Beneath the spareness, he was loyal without display. When a crewmate’s wife lost a pregnancy the year before the incident, Volkov arrived at the man’s bunk with a thermos of cabbage soup and a bottle of something Polish he did not drink himself, sat for three hours saying almost nothing, and left without waiting to be thanked. There were several stories like that on Vesta-3. He never told any of them.
Relationships
Cade Brennan — A foreman on Vesta-3’s outside rotation. Volkov was not on Brennan’s direct crew, but the two had worked four joint jobs together over two years, and Brennan had developed the specific respect one rigger reserves for another whose hands he would trust on his own suit.
Mateusz Kowalski — The closest thing Volkov had to a friend on the station. They had been bunk-adjacent on a prior rotation and had shared three outside shifts. Kowalski is the person who best knew Volkov’s habits on a tether, and among the few he had spoken to about his father.
Tobias Kone — A station comms tech who knew Volkov mainly as a face in the corridor and as the hand that once fixed a failing conduit splice on his rig without being asked and without billing the ticket — one of many small, unrecorded favors Volkov accumulated without apparent effort.
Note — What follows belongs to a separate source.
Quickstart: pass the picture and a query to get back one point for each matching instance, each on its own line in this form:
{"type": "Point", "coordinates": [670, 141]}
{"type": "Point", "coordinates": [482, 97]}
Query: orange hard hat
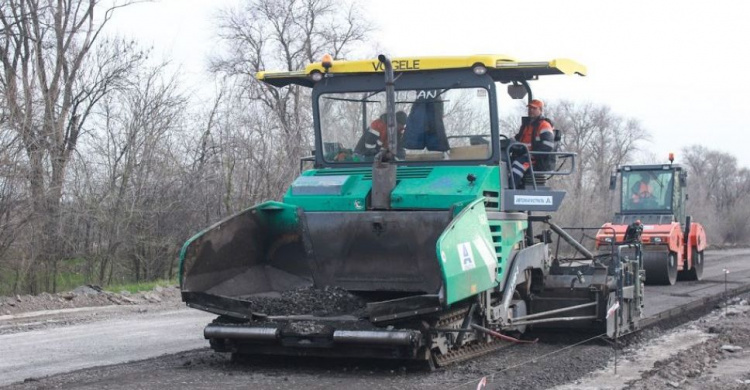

His sister — A nurse in Arkhangelsk, and the beneficiary on his Helion life-clause. Most of his second-contract earnings were meant for her.
Speech Pattern
Volkov’s speech was spare, declarative, and technical — he used the shortest true sentence available. Belt slang entered his vocabulary slowly across twelve contract years and never fully displaced the grammar of a man who had learned English on a working yard. He said the weld where a Belt-born hand would say the bead, and the ring anchor where others said the ring.
He prefaced technical disagreements with a flat “No — “ and a pause, then the correction; never “well, actually,” never “I think.” He said “we check” rather than “I’ll check” when he meant he would do it himself, a holdover from Earth-yard crew grammar. He used the word clean to mean correct — a clean weld, a clean ticket, a clean anchor — in a way younger riggers on the station had begun to pick up without quite noticing where they had gotten it. When pleased with a job he said “good” once, flatly, and moved on. When displeased he said nothing, which was worse.
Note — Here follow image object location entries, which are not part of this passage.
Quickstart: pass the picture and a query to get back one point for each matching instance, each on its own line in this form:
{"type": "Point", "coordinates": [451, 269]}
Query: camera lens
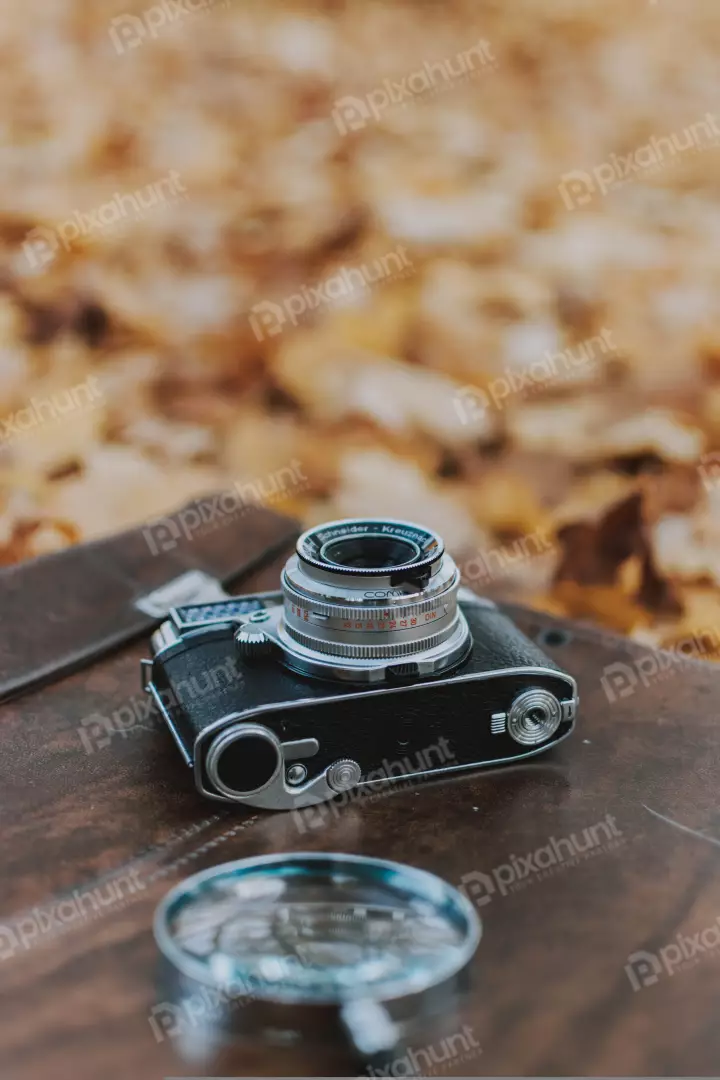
{"type": "Point", "coordinates": [533, 717]}
{"type": "Point", "coordinates": [243, 759]}
{"type": "Point", "coordinates": [363, 594]}
{"type": "Point", "coordinates": [370, 552]}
He spoke three working vocabularies: Russian for the tools he had grown up with, English for the tickets and logs, and a layer of Belt creole for station-specific kit. He could name every alloy in a standard anchor ring and its failure mode at three temperature thresholds. He could not, or would not, name most of his own feelings, and deflected questions about Earth with a shrug and the phrase “is long way.”